Все шестнадцать невест стояли, опустив глаза, поджав губы. Молодые мужья, напряженно-красные от тугих воротов рубашек, стояли обок с ними, не шевелясь. И народ затих, слушая.
— Русский человек как бурьян глухой рос, имени своего не помнил. Господа господствовали, купцы денежки пригребали, наше сословие ладаном кадило, и вам бы, красавицам, в те проклятые времена не из жилочки в жилочку горячую кровь переливать, а увядать, как цветам в бурьяне, не расцветши. — Кузьма Кузьмич прервал речь, будто задумавшись, снял камилавку, поскреб лысину. Надежда Власова спросила негромко:
— Теперь можно идтить?
— Нет, подожди… Вот мне на склоне жизни и довелось увидать самое справедливость. Не такая она, как о ней писано у Некрасова. Читали, чай? Нет… и не такая, как мечталось мне, бывало, у речки, вечерком, на одинокой рыбалке, сидя у костерка да похлопывая на шее комаров.

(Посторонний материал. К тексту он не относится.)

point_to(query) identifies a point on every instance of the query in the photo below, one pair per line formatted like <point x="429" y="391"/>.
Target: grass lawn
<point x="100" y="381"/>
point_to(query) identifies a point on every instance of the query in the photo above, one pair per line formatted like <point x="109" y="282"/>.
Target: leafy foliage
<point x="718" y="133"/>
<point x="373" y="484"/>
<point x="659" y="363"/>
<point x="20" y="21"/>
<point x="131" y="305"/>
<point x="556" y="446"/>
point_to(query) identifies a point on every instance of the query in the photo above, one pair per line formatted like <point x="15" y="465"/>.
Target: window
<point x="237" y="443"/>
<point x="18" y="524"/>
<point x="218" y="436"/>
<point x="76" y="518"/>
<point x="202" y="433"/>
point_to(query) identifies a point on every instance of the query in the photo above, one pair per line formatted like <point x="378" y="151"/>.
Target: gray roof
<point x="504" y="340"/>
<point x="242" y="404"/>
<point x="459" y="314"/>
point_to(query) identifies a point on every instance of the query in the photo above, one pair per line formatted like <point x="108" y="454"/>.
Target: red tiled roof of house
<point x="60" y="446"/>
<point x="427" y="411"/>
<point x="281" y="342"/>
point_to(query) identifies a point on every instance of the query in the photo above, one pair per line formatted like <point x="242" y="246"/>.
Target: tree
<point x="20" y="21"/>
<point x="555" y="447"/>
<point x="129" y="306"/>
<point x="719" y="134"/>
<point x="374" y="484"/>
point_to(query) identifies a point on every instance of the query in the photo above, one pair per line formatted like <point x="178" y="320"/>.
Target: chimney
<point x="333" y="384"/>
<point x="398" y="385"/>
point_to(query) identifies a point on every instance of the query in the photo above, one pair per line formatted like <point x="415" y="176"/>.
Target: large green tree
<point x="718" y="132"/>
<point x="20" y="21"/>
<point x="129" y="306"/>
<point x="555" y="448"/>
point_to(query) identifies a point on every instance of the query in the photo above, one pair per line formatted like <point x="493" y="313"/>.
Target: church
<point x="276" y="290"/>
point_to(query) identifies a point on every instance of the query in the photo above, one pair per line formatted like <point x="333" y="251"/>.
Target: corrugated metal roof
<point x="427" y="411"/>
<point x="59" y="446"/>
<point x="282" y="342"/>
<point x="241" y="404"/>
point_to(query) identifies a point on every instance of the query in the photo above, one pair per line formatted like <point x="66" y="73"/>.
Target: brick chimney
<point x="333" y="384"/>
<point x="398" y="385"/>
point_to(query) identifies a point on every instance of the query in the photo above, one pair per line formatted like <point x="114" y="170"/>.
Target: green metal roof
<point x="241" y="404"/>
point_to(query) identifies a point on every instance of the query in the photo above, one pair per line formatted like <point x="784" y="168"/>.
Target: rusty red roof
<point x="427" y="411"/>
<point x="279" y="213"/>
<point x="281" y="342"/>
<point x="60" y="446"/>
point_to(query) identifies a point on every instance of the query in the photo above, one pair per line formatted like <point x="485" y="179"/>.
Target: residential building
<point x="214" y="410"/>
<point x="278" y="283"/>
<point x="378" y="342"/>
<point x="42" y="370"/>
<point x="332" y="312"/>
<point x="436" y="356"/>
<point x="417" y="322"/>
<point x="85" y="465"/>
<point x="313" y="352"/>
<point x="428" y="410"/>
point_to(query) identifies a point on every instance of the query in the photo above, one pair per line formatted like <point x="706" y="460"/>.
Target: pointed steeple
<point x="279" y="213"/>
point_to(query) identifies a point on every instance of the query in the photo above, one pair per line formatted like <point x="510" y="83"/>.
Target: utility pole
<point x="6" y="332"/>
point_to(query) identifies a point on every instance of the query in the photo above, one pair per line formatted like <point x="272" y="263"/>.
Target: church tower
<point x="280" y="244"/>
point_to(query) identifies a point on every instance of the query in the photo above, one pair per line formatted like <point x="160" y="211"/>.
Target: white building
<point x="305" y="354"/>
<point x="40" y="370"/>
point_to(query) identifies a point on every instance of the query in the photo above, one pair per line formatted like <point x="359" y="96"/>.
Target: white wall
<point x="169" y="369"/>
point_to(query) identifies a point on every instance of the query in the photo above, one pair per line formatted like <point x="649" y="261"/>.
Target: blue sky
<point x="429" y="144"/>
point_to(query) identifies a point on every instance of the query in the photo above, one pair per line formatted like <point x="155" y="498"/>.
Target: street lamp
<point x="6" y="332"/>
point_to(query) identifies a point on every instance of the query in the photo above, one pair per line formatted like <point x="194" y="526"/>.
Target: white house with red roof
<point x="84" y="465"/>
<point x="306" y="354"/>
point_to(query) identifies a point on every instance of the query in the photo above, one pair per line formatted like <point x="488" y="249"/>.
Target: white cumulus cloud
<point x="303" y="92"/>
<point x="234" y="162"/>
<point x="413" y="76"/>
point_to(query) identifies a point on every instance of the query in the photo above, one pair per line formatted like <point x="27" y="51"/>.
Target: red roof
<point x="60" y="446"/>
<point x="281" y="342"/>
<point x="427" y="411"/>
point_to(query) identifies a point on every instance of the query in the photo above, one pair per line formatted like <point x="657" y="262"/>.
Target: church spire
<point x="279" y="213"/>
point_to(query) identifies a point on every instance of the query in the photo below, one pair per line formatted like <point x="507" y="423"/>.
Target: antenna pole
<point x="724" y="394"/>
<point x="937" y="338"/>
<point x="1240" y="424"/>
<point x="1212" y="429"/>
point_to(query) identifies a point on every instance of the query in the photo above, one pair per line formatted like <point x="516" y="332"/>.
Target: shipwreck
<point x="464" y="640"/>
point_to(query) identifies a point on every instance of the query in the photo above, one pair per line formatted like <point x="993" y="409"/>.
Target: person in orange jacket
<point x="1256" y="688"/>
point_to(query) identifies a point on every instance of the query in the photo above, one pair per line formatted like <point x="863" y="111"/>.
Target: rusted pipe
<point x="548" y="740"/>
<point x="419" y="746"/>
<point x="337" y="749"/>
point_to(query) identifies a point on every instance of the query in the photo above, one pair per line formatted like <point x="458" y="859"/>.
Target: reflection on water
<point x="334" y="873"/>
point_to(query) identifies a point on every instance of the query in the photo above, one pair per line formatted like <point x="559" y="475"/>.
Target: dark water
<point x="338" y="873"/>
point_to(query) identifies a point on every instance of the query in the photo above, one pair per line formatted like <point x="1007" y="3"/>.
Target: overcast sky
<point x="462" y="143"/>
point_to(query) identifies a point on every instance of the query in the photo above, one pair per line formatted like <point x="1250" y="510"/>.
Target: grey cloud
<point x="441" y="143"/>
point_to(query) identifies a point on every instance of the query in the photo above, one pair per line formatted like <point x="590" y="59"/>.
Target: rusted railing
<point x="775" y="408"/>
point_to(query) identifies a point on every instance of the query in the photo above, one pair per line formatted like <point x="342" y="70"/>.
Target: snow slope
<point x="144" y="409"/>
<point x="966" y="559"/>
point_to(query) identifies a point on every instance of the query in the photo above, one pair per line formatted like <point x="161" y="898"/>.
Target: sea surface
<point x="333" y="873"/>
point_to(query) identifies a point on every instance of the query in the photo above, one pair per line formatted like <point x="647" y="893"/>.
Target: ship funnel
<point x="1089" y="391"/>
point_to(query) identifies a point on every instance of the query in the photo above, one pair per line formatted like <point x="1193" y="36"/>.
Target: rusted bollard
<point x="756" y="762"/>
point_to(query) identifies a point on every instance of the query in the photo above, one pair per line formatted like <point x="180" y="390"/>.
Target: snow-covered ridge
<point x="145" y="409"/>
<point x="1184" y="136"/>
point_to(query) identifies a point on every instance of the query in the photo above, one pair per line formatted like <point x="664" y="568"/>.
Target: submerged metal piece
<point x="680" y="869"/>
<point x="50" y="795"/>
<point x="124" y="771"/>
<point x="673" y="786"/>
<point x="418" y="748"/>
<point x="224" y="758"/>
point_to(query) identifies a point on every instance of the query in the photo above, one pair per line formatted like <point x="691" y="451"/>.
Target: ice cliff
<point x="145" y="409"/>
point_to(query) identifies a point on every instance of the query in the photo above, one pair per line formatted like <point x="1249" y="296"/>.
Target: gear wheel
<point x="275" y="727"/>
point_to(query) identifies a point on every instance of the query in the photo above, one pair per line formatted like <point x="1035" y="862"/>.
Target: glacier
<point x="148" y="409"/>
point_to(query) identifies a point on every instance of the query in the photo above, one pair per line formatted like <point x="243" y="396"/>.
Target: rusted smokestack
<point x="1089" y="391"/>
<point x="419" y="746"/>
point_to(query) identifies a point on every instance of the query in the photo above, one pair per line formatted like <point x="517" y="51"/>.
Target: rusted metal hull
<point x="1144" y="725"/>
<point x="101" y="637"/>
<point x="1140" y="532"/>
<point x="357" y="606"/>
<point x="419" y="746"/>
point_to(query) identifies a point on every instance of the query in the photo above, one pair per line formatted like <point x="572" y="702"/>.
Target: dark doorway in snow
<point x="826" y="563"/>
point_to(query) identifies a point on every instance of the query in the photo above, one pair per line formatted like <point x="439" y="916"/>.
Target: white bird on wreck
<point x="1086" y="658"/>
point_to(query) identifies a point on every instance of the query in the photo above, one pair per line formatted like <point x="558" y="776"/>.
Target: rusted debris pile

Справедливость — воинственная, грозная, непримиримая… Греха нечего таить, — не раз я пугался ее… Как начнут строчить из пулемета да вылетят всадники с клинками, — тут уж не до философии. (По толпе прошел сдержанный смех.) Справедливости не найдешь ни там, — он указал на купол, — ни вокруг себя. Справедливость — это ты сам, бесстрашный человек. Желай и дерзай… Что же вы смотрите на меня? Или я непонятно говорю? Пришел я сюда, чтобы научить вас пировать… Будете вы сегодня, — и он стал указывать рукой поименно, — Оля, Надя, Стеша, Катерина, — плясать так, чтобы половицы стонали, чтобы у Миколая, Федора, Ивана глаза бы горели, как у бешеных. Все… Проповедь кончена…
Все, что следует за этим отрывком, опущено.